BCG vaccine mediated reduction in the MHC-II expression of macrophages and dendritic cells is reversed by activation of Toll-like receptors 7 and 9

• BCG vaccine is the most widely used vaccine against tuberculosis in humans.
• BCG inhibits MHC-II in macrophages reducing antigen presentation to T cells.
• TLR-1/2 activation by lipids of BCG suppresses MHC-II in macrophages.
• TLR-7/9 activation down-regulates MARCH1 enzyme preventing degradation of MHC-II.
• TLR-7/9 activation enhances MHC-II dependent antigen presentation by macrophages.

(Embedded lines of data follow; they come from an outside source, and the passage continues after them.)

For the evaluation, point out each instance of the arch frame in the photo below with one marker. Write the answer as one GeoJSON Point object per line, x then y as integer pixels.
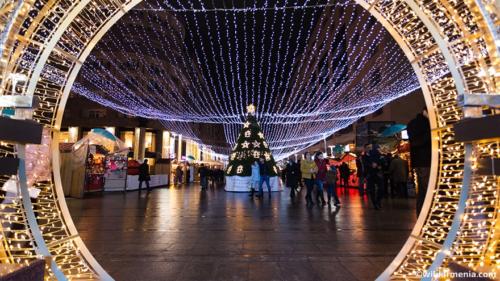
{"type": "Point", "coordinates": [441, 127]}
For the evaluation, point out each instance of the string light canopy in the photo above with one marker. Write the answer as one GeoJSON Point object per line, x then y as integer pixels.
{"type": "Point", "coordinates": [310, 68]}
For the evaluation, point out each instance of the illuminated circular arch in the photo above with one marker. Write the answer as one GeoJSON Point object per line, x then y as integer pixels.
{"type": "Point", "coordinates": [450, 44]}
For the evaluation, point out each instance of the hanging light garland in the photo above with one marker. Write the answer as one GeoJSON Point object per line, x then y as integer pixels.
{"type": "Point", "coordinates": [311, 67]}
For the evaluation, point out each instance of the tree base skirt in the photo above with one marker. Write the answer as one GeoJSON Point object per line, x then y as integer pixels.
{"type": "Point", "coordinates": [242, 184]}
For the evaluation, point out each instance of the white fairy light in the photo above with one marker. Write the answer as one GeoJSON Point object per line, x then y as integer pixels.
{"type": "Point", "coordinates": [205, 63]}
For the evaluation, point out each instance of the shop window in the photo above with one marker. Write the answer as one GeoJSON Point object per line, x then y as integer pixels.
{"type": "Point", "coordinates": [128, 138]}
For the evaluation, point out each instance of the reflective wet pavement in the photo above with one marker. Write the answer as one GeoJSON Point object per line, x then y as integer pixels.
{"type": "Point", "coordinates": [187, 234]}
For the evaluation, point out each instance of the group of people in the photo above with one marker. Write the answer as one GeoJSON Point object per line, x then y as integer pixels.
{"type": "Point", "coordinates": [261, 174]}
{"type": "Point", "coordinates": [313, 173]}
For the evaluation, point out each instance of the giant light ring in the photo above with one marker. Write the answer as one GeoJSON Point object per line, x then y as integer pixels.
{"type": "Point", "coordinates": [424, 244]}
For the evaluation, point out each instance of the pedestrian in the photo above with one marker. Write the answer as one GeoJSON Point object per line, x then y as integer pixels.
{"type": "Point", "coordinates": [419, 133]}
{"type": "Point", "coordinates": [292, 173]}
{"type": "Point", "coordinates": [374, 178]}
{"type": "Point", "coordinates": [360, 173]}
{"type": "Point", "coordinates": [178, 174]}
{"type": "Point", "coordinates": [203, 172]}
{"type": "Point", "coordinates": [320, 177]}
{"type": "Point", "coordinates": [144, 175]}
{"type": "Point", "coordinates": [345, 172]}
{"type": "Point", "coordinates": [255, 183]}
{"type": "Point", "coordinates": [308, 169]}
{"type": "Point", "coordinates": [264, 171]}
{"type": "Point", "coordinates": [331, 185]}
{"type": "Point", "coordinates": [398, 171]}
{"type": "Point", "coordinates": [386, 162]}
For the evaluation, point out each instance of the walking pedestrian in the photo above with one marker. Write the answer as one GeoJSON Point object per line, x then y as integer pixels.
{"type": "Point", "coordinates": [398, 171]}
{"type": "Point", "coordinates": [308, 169]}
{"type": "Point", "coordinates": [345, 172]}
{"type": "Point", "coordinates": [360, 173]}
{"type": "Point", "coordinates": [203, 172]}
{"type": "Point", "coordinates": [255, 183]}
{"type": "Point", "coordinates": [320, 177]}
{"type": "Point", "coordinates": [292, 172]}
{"type": "Point", "coordinates": [264, 171]}
{"type": "Point", "coordinates": [419, 133]}
{"type": "Point", "coordinates": [144, 175]}
{"type": "Point", "coordinates": [374, 178]}
{"type": "Point", "coordinates": [331, 185]}
{"type": "Point", "coordinates": [178, 174]}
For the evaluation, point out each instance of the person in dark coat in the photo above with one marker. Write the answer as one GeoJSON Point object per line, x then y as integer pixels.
{"type": "Point", "coordinates": [265, 172]}
{"type": "Point", "coordinates": [419, 133]}
{"type": "Point", "coordinates": [144, 174]}
{"type": "Point", "coordinates": [360, 172]}
{"type": "Point", "coordinates": [374, 177]}
{"type": "Point", "coordinates": [320, 177]}
{"type": "Point", "coordinates": [292, 176]}
{"type": "Point", "coordinates": [344, 174]}
{"type": "Point", "coordinates": [203, 172]}
{"type": "Point", "coordinates": [331, 185]}
{"type": "Point", "coordinates": [398, 171]}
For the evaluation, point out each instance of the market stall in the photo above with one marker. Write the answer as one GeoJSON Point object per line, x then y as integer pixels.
{"type": "Point", "coordinates": [95, 157]}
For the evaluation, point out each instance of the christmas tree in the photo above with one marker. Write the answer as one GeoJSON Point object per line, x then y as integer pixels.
{"type": "Point", "coordinates": [250, 146]}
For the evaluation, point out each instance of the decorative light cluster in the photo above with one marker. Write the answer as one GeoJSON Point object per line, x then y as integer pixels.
{"type": "Point", "coordinates": [310, 68]}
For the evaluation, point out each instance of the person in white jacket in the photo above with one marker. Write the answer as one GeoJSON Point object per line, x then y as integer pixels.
{"type": "Point", "coordinates": [255, 178]}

Tuberculosis is a major cause of death in mankind and BCG vaccine protects against childhood but not adult tuberculosis. BCG avoids lysosomal fusion in macrophages decreasing peptides required for activating CD4 T cells and Th1 immunity while suppressing the expression of MHC-II by antigen presenting cells (APCs). An in vitro model of antigen presentation showed that ligands for TLR-9, 7, 4 and 1/2 increased the ability of APCs to present antigen-85B of BCG to CD4 T cells, which correlated with an increase in MHC-II expression. TLR-activation led to a down-regulation of MARCH1 ubiquitin ligase which prevents the degradation of MHC-II and decreased IL-10 also contributed to an increase in MHC-II. TLR-activation induced up-regulation of MHC-II was inhibited by the blockade of IRAK, NF-kB, and MAPKs. TLR-7 and TLR-9 ligands had the most effective adjuvant like effect on MHC-II of APCs which allowed BCG vaccine mediated activation of CD4 T cells.